Data Integration Projects

Confidentiality Information Series

Part 1 - What is confidentiality and why is it important?

Agencies collecting information from people and organisations have a legal and ethical responsibility to ensure:

they respect the privacy of those providing the information; and
that individuals and organisations cannot be identified in a disseminated dataset.

There is a clear relationship between confidentiality and privacy. A breach of confidentiality can result in disclosure of information which might intrude on the privacy of a person or an organisation.

Confidentiality refers to the obligation of data custodians (agencies that collect information) to keep the confidential information they are entrusted with secret.

Why is confidentiality important?

Agencies collecting data often rely on the trust and goodwill of the Australian people to provide information.

Maintaining public trust helps to achieve better quality data and a higher response to data collections.

Protecting confidentiality is a key element in maintaining the trust of data providers.
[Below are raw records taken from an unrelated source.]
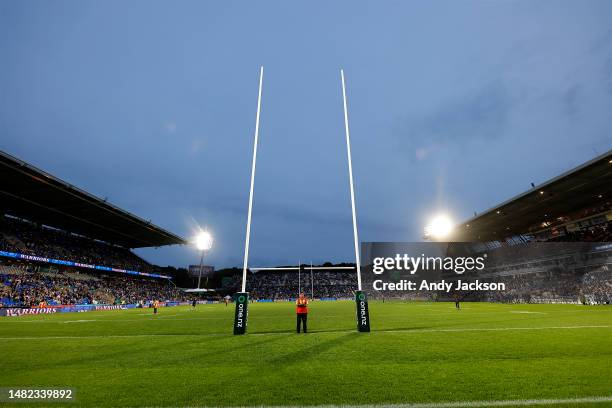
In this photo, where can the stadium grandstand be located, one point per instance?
(549, 244)
(60, 245)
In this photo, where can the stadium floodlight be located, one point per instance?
(204, 241)
(439, 227)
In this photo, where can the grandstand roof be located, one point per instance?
(30, 193)
(582, 187)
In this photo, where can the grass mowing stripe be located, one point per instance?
(402, 331)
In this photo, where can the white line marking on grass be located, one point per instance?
(526, 312)
(491, 329)
(473, 404)
(291, 333)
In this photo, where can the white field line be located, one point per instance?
(291, 333)
(473, 404)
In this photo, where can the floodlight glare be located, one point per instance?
(440, 227)
(204, 241)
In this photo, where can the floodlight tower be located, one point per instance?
(204, 242)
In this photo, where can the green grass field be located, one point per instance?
(416, 353)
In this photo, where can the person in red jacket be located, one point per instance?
(301, 310)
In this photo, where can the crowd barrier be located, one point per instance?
(19, 311)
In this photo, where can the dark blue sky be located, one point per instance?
(454, 106)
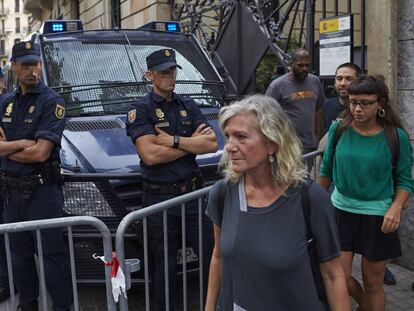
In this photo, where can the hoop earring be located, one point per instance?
(381, 112)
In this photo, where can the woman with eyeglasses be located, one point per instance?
(369, 192)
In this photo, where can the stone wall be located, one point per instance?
(138, 13)
(405, 88)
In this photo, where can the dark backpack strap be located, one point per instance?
(222, 196)
(393, 143)
(314, 261)
(337, 135)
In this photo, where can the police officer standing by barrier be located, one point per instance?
(4, 281)
(168, 131)
(32, 123)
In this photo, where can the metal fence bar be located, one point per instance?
(54, 223)
(73, 269)
(184, 255)
(146, 264)
(142, 214)
(166, 269)
(200, 256)
(163, 207)
(10, 272)
(42, 269)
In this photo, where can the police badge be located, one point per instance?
(159, 113)
(9, 110)
(132, 115)
(59, 111)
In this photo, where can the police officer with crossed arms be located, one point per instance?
(32, 120)
(168, 131)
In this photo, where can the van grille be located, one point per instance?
(86, 126)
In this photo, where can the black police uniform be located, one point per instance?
(33, 191)
(181, 116)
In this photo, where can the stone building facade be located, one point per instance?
(14, 27)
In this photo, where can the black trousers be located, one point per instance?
(45, 202)
(156, 242)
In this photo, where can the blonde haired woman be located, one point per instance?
(260, 259)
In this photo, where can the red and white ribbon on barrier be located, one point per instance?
(117, 276)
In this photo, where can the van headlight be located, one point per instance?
(85, 199)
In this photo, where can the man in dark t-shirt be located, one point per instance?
(344, 75)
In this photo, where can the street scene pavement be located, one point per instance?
(399, 297)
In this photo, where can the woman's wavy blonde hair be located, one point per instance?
(274, 124)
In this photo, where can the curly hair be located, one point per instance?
(274, 125)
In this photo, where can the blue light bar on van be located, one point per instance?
(61, 26)
(162, 26)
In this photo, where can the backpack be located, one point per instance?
(316, 272)
(393, 143)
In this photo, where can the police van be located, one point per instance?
(99, 73)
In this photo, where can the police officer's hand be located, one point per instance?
(203, 129)
(26, 143)
(2, 135)
(163, 138)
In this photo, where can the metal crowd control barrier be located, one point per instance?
(68, 222)
(142, 214)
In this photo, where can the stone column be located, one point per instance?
(381, 28)
(405, 88)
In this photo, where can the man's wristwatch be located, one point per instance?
(176, 141)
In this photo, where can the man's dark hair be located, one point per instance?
(356, 68)
(299, 53)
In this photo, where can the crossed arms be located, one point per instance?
(25, 150)
(157, 149)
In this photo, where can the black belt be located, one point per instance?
(174, 188)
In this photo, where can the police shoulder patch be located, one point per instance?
(132, 115)
(60, 111)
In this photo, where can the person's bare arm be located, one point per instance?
(392, 217)
(214, 277)
(318, 122)
(334, 280)
(203, 142)
(39, 152)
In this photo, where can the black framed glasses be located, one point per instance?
(364, 104)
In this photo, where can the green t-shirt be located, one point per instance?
(362, 171)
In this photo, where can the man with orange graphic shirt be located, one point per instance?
(301, 95)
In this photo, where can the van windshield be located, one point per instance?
(102, 72)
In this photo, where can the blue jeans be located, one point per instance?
(45, 202)
(156, 242)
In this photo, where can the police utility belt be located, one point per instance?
(174, 188)
(49, 173)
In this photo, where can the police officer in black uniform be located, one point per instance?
(168, 131)
(31, 125)
(4, 281)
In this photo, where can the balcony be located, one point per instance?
(4, 12)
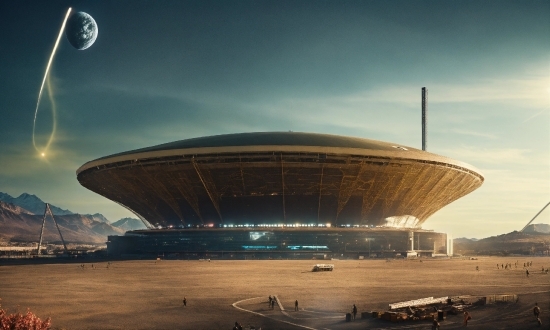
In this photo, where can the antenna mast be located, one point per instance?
(46, 211)
(534, 217)
(424, 118)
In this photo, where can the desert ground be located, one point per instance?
(148, 294)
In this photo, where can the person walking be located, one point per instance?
(467, 318)
(536, 310)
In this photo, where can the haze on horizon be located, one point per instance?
(161, 72)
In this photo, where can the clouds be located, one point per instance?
(160, 73)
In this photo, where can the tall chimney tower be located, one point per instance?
(424, 118)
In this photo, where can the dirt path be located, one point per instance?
(148, 294)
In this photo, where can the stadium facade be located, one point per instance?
(278, 193)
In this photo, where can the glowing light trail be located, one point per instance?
(42, 87)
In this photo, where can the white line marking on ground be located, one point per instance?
(260, 314)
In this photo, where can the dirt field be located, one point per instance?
(148, 294)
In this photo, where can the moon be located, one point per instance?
(81, 30)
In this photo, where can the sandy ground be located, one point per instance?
(148, 294)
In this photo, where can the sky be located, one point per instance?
(162, 71)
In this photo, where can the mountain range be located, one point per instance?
(21, 220)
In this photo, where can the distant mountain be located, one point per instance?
(20, 225)
(538, 228)
(505, 244)
(32, 203)
(99, 217)
(129, 224)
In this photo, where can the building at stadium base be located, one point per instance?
(280, 195)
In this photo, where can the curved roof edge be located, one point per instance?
(292, 142)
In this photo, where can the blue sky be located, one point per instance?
(162, 71)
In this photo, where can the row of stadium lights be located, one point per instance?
(297, 225)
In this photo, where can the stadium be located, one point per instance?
(277, 194)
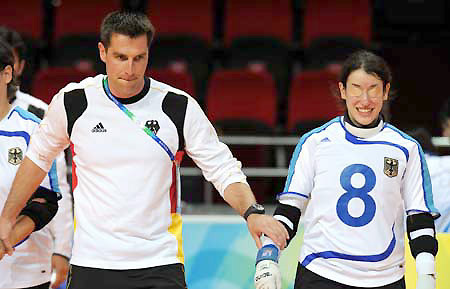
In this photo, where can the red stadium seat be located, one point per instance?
(26, 17)
(242, 95)
(244, 102)
(81, 17)
(49, 81)
(258, 18)
(175, 18)
(330, 18)
(180, 79)
(312, 100)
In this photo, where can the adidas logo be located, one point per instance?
(99, 128)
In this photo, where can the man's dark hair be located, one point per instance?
(131, 24)
(7, 58)
(14, 40)
(444, 114)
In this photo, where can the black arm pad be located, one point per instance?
(423, 243)
(292, 214)
(419, 221)
(42, 213)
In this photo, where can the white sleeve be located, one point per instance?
(61, 226)
(50, 138)
(300, 179)
(213, 157)
(416, 187)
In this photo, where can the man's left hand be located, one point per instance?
(426, 281)
(60, 265)
(263, 224)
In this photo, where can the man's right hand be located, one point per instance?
(267, 275)
(5, 232)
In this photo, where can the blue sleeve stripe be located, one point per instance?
(25, 114)
(351, 138)
(23, 134)
(53, 177)
(292, 193)
(298, 149)
(369, 258)
(426, 179)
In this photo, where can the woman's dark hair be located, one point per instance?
(14, 39)
(370, 63)
(7, 58)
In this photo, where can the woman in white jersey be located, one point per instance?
(30, 266)
(352, 180)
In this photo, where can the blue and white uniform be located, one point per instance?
(30, 265)
(353, 186)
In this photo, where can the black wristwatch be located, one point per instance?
(254, 209)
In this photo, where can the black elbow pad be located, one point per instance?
(291, 218)
(422, 243)
(42, 212)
This leads to reliable data to inform governments, researchers and the community.

Confidentiality and therefore trust can be broken when a person or organisation can be identified in a disseminated dataset, either directly or indirectly.

For example, a person could be directly identified in a dataset if that dataset contains their name and address. However, a person or an organisation could also be indirectly identified if there is a combination of information in the dataset from which their identity can be deduced.
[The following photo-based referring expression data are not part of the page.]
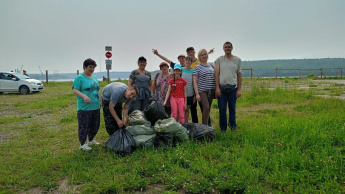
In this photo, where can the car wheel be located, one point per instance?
(24, 90)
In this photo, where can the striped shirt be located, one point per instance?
(188, 76)
(205, 75)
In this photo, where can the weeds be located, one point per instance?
(288, 141)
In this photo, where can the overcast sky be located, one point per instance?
(59, 35)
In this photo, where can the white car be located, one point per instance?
(16, 82)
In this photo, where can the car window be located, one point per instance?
(7, 76)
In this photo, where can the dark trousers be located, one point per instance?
(88, 124)
(110, 123)
(230, 100)
(194, 112)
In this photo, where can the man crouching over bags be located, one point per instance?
(113, 96)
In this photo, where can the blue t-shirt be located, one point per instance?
(89, 87)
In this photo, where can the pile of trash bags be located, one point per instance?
(154, 128)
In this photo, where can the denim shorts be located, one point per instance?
(190, 101)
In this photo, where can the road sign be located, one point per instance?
(108, 48)
(108, 62)
(108, 54)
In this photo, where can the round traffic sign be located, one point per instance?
(108, 54)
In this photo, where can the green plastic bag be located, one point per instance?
(136, 130)
(173, 127)
(138, 118)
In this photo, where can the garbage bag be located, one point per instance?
(136, 130)
(145, 140)
(121, 142)
(173, 127)
(138, 118)
(154, 112)
(165, 140)
(200, 131)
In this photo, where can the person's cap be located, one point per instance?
(178, 66)
(181, 55)
(141, 59)
(190, 48)
(163, 63)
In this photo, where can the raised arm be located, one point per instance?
(130, 82)
(155, 51)
(211, 51)
(167, 96)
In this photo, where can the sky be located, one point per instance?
(39, 35)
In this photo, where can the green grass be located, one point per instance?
(289, 141)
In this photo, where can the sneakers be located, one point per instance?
(92, 143)
(85, 147)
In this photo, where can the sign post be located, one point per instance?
(108, 61)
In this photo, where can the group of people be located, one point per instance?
(194, 80)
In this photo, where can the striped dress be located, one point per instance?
(205, 75)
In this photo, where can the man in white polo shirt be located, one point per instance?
(228, 79)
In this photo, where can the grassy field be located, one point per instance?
(291, 139)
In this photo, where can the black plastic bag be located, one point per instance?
(154, 112)
(121, 142)
(200, 132)
(165, 140)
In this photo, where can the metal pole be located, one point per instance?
(47, 76)
(341, 73)
(299, 73)
(321, 73)
(251, 73)
(108, 75)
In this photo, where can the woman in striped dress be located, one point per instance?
(204, 85)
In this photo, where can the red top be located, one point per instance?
(177, 88)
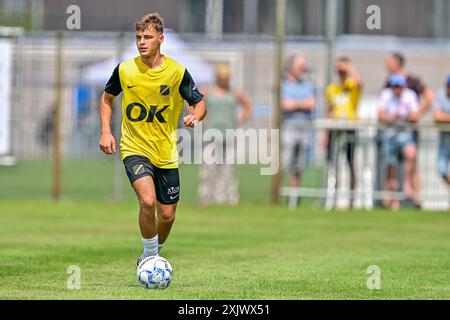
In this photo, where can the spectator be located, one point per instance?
(342, 99)
(298, 101)
(441, 114)
(398, 105)
(395, 64)
(217, 181)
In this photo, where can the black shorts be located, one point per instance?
(167, 181)
(349, 137)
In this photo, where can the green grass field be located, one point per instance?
(253, 251)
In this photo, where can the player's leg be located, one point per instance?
(409, 152)
(289, 142)
(443, 162)
(391, 183)
(350, 152)
(165, 220)
(140, 171)
(167, 187)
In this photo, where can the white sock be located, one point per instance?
(150, 246)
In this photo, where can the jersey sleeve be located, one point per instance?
(113, 86)
(188, 89)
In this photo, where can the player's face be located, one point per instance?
(298, 67)
(148, 41)
(398, 90)
(341, 69)
(392, 65)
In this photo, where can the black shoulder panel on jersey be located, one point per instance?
(188, 89)
(113, 86)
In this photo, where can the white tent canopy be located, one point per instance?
(173, 46)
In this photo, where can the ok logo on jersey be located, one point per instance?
(150, 115)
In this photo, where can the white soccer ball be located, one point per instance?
(154, 272)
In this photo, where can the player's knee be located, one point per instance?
(147, 202)
(167, 216)
(410, 152)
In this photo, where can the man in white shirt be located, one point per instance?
(397, 106)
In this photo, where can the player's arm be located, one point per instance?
(440, 116)
(415, 108)
(198, 113)
(107, 142)
(189, 92)
(246, 106)
(382, 103)
(354, 74)
(427, 101)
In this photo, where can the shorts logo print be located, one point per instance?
(138, 169)
(173, 190)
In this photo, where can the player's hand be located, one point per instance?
(190, 121)
(107, 143)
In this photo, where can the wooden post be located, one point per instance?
(276, 121)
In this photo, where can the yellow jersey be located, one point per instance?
(152, 103)
(343, 99)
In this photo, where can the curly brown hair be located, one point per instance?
(153, 20)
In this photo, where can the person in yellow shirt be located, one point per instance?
(342, 100)
(154, 89)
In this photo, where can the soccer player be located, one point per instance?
(395, 64)
(398, 105)
(298, 103)
(441, 114)
(342, 99)
(154, 89)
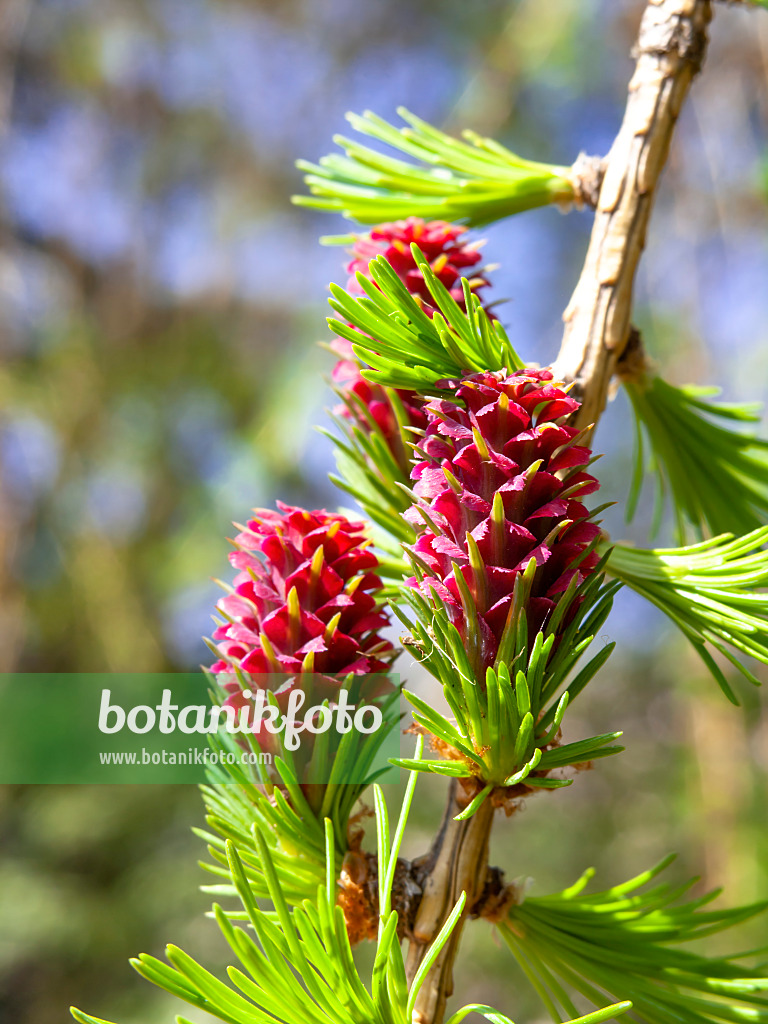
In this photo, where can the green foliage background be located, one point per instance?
(163, 383)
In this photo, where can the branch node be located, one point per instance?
(587, 177)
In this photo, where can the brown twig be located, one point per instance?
(670, 50)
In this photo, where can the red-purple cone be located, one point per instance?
(303, 602)
(449, 257)
(501, 481)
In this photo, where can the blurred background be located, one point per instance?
(160, 307)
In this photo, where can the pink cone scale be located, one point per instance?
(441, 245)
(303, 599)
(500, 481)
(450, 257)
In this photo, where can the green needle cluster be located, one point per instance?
(474, 181)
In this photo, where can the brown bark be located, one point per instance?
(456, 864)
(670, 49)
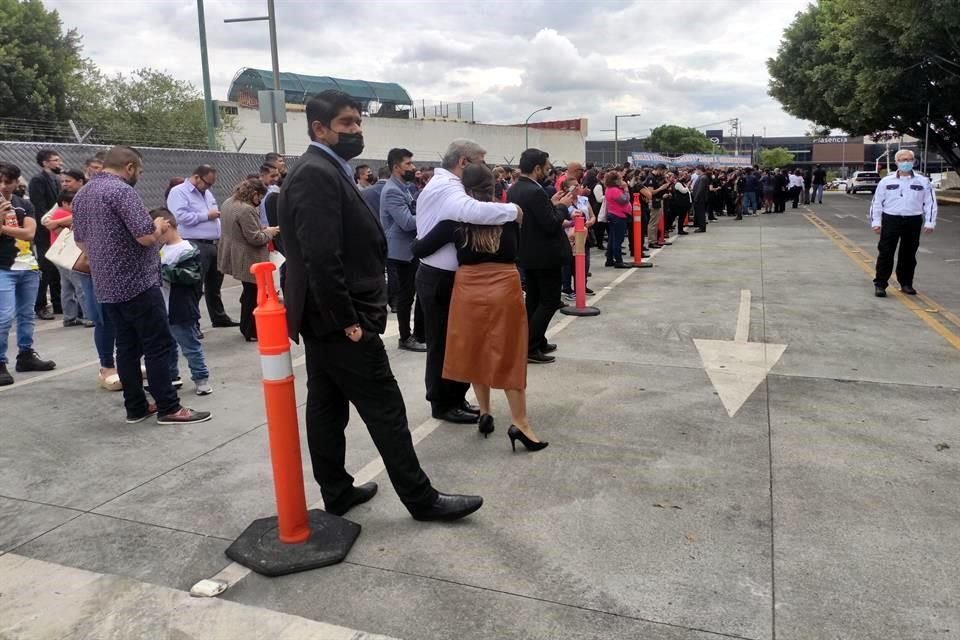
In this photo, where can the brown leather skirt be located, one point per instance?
(487, 330)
Example: the combination of date of birth and a detailed area code (for example, a town where 300 people live) may enable identification as there will be some unique dates of birth in such a small area.

What does ‘confidentialise’ mean?

The term confidentialise refers to the steps a data custodian must take to mitigate the risk that a particular person or organisation could be identified in a dataset, either directly or indirectly. Confidentialisation requires two key steps:

de-identification of the data, that is, the removal of any direct identifiers (e.g. name and address) from the data; and
assessment and management of the risk of indirect identification occurring in the de-identified dataset.
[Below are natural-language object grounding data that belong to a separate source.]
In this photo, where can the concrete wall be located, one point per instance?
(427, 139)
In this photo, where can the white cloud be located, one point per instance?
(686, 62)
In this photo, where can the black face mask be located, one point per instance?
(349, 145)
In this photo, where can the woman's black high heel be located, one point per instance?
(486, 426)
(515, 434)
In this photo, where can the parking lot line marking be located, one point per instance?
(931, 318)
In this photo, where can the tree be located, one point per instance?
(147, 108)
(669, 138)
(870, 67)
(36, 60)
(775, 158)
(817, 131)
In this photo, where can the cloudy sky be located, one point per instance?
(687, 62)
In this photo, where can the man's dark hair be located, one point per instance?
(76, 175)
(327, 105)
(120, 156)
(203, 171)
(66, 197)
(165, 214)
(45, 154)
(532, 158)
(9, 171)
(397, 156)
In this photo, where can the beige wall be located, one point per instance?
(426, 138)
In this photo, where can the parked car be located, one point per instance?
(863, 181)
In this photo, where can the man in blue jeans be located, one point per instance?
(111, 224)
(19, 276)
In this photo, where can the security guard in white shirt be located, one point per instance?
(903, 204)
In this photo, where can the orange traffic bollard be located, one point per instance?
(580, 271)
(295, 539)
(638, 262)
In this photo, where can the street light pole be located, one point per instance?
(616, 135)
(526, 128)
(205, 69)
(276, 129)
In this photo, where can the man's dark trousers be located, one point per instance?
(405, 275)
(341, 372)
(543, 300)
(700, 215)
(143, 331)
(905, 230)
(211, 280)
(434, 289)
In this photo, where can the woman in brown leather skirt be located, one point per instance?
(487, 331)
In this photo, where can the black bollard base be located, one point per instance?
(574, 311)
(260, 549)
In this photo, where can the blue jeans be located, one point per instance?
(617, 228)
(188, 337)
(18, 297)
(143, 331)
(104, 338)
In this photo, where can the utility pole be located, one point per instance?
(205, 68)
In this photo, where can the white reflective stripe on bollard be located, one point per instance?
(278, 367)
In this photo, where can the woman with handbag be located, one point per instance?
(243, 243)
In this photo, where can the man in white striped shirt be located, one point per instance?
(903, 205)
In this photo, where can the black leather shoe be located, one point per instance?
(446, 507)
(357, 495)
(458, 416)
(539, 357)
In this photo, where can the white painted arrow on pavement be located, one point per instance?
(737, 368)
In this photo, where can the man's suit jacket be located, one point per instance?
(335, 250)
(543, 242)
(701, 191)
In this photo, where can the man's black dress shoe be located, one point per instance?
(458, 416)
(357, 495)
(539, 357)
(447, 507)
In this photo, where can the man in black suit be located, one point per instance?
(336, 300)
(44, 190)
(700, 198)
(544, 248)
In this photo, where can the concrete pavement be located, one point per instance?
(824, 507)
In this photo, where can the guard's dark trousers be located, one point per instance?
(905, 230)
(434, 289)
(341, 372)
De-identified data does not necessarily protect the identity of individuals or organisations.

Removing identifying information such as name and address protects data providers from direct identification.

However, it may still be possible to indirectly identify a person or an organisation in a de-identified dataset. If enough detail is available, the identity of a particular person or organisation may be derived from the presence of a very rare characteristic or the combination of unique or remarkable characteristics.

Example: the identity of a person could be deduced if a dataset indicates the person is over 85 years old, has yearly income of more than one million dollars, and resides in a town of 400 people.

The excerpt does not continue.